Robert Neuwirth, author of the new book Shadow Cities, has written a fascinating story for The New York Times about squatters in New York City. Not the crunchy Tompkins Square Park crowd of the '80s, but a much larger world of the mid-nineteenth century:
Squatters controlled much of New York. The Upper East and Upper West Sides were shanty areas that were home to more than 20,000 squatters. Brooklyn was an independent city (population 200,000) whose fringe areas were settled by squatters. The self-appointed government of Slab City, in what today would be Boerum Hill or Gowanus, ruled a population of 10,000. Metalsmiths established the Brooklyn neighborhood called Tinkersville. Phoenix Park rose on that city's ash heaps. The zone dubbed Texas, in South Brooklyn, got its name because locals deemed it as far off as the Alamo....
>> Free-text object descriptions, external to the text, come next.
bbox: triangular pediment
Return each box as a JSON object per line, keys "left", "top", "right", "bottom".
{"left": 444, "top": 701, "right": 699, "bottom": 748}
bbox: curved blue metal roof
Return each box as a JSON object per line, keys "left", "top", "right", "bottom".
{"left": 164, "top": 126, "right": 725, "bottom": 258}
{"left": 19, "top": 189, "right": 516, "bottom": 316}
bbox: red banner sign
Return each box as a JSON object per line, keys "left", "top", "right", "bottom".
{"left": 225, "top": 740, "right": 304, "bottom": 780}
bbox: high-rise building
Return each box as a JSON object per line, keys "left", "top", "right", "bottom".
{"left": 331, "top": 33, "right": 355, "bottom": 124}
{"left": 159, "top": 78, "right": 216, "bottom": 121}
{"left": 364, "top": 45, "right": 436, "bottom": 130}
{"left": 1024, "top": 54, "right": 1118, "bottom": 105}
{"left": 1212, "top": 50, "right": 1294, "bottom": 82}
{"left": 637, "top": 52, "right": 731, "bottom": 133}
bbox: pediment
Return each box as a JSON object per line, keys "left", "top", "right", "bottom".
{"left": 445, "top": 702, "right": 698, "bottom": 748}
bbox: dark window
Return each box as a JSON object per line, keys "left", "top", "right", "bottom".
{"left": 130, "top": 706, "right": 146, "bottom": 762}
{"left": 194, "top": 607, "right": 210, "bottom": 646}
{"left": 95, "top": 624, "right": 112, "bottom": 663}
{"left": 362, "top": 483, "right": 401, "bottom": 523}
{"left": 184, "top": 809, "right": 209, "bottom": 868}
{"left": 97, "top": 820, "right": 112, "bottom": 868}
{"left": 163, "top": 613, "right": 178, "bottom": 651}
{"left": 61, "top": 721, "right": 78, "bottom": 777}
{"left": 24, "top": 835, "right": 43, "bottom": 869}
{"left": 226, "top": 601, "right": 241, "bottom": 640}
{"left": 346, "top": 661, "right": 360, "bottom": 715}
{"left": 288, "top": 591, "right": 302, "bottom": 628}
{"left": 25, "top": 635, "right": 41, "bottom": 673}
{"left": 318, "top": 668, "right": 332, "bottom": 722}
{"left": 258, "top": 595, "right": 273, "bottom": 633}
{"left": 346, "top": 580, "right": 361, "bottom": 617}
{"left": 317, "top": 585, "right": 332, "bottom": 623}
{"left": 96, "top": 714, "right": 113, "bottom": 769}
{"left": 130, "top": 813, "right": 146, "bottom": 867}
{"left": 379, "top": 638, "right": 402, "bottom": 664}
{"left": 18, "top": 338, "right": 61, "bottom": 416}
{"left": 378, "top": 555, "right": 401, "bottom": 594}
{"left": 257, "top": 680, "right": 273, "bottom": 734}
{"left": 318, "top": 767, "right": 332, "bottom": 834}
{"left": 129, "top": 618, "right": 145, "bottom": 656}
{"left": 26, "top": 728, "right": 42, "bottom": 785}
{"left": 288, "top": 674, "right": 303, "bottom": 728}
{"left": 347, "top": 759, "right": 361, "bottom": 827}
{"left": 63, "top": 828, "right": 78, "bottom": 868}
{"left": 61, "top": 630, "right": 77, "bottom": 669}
New York's squatter communities had their own stores, bars and even roadside inns. A squatter saloon on 78th Street served German fare and homemade kummel. The Terrace, at Eighth Avenue and 67th Street, was a squatter general store that newspapers likened to Dickens's Old Curiosity Shop. The squatter residents of Ashville, centered at what today is West 81st Street, built their own schoolhouse and chapel....Squatter homes were often folk-art creations and monuments to ingenuity. Some shorefront squatters, for example, built their homes like pushcarts: when the tide came in, they simply rolled their domiciles to the safety of the high-water line.
The settlements were destroyed after the "real estate lobby pushed through a decree allowing the city to demolish buildings not hooked into the water and sewer system, and from the 1880's on, landlords teamed with city officials to dislodge the squatters."